Onze horas e quatro minutos, “Não falte, ficaria bastante desiludida.”, não faltarei, eu quase nunca faltei…Ou faltei?...Onze e quinze…Tira o relógio do pulso e volta a colocá-lo…No pulso…Hoje vou almoçar mais cedo, está decidido, já estava decidido.
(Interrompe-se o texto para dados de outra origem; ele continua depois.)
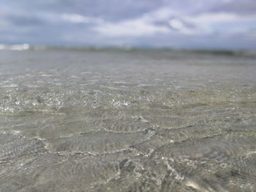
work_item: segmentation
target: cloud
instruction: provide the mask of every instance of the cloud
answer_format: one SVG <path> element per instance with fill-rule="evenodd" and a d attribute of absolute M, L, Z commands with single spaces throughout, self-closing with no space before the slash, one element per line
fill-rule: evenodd
<path fill-rule="evenodd" d="M 255 0 L 2 0 L 0 43 L 256 48 L 255 15 Z"/>
<path fill-rule="evenodd" d="M 79 14 L 61 14 L 61 18 L 64 21 L 74 23 L 102 23 L 103 20 L 99 18 L 86 17 Z"/>
<path fill-rule="evenodd" d="M 168 33 L 170 28 L 166 26 L 154 25 L 143 19 L 135 19 L 116 23 L 105 23 L 96 26 L 94 30 L 105 36 L 139 37 L 157 33 Z"/>

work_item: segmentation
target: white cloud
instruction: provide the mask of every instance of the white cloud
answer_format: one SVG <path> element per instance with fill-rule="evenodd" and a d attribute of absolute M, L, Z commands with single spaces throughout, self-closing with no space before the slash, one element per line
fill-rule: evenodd
<path fill-rule="evenodd" d="M 144 14 L 140 18 L 124 20 L 118 23 L 101 23 L 94 27 L 94 30 L 102 35 L 110 37 L 140 37 L 158 33 L 167 34 L 171 30 L 167 25 L 157 25 L 155 23 L 166 21 L 166 19 L 173 14 L 174 11 L 162 8 Z"/>
<path fill-rule="evenodd" d="M 157 26 L 143 20 L 129 20 L 118 23 L 107 23 L 97 26 L 94 30 L 105 36 L 143 36 L 156 33 L 167 33 L 170 29 L 166 26 Z"/>
<path fill-rule="evenodd" d="M 74 23 L 102 23 L 101 19 L 86 17 L 79 14 L 62 14 L 61 18 L 64 21 Z"/>

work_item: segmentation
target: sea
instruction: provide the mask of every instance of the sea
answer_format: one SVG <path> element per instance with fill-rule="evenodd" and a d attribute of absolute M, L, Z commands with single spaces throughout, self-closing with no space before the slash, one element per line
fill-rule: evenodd
<path fill-rule="evenodd" d="M 256 191 L 256 54 L 0 50 L 0 191 Z"/>

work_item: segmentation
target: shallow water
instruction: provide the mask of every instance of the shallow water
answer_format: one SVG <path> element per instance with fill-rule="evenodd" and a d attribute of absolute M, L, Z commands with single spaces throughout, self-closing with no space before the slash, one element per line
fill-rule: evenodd
<path fill-rule="evenodd" d="M 256 58 L 0 52 L 1 191 L 256 191 Z"/>

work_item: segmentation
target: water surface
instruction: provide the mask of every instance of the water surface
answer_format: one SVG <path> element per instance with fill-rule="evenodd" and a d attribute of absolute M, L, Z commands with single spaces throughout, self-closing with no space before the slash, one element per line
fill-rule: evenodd
<path fill-rule="evenodd" d="M 256 58 L 0 52 L 1 191 L 256 191 Z"/>

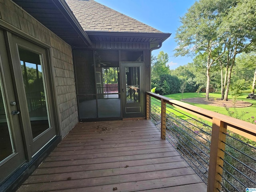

Lá fora o ruído dos automóveis é apelativo, quase metafórico, liberdade que rola e desaparece…Talvez para o deserto…Merda mais o deserto!
Meio-dia, tanto que demorou o meio-dia, minuto a minuto o meio-dia é muito mais que meio-dia…O trabalho avança sem erros, ele espera que sim, ele precisa que assim seja, as coisas não estão fáceis e ele não deve falhar…O ponto da situação, mais de três horas sem se levantar e o ruído lá fora, por detrás da enorme vitrina que o deixa ver…O ruído lá fora e o relógio a dizer-lhe, meio-dia e trinta…”Acabei o relatório!”, eis a comunicação, eis a chave libertadora, “Hoje preciso de ir mais cedo…Tenho de tratar de uns assuntos…Pessoais…”, como quem diz , não me chateiem, deixem-me em paz e não me peçam explicações…Pega no casaco e sai…São doze horas e quarenta e cinco minutos.
(cont.)

2 comentários:

Isabel disse...

Meu amigo obrigada pela tua mensagem. Fiquei contente e asseguro-te que vou continuar só estou a fazer uma pausa por razões que só tem a ver com excesso de trabalho e de cansaço mas tenho çá um bichinho a roer que vai ter de sair rapidamente.
Até já vi que tenho coisas tuas para ler que que me parece me vão deixar como sempre encantada com a tua escrita.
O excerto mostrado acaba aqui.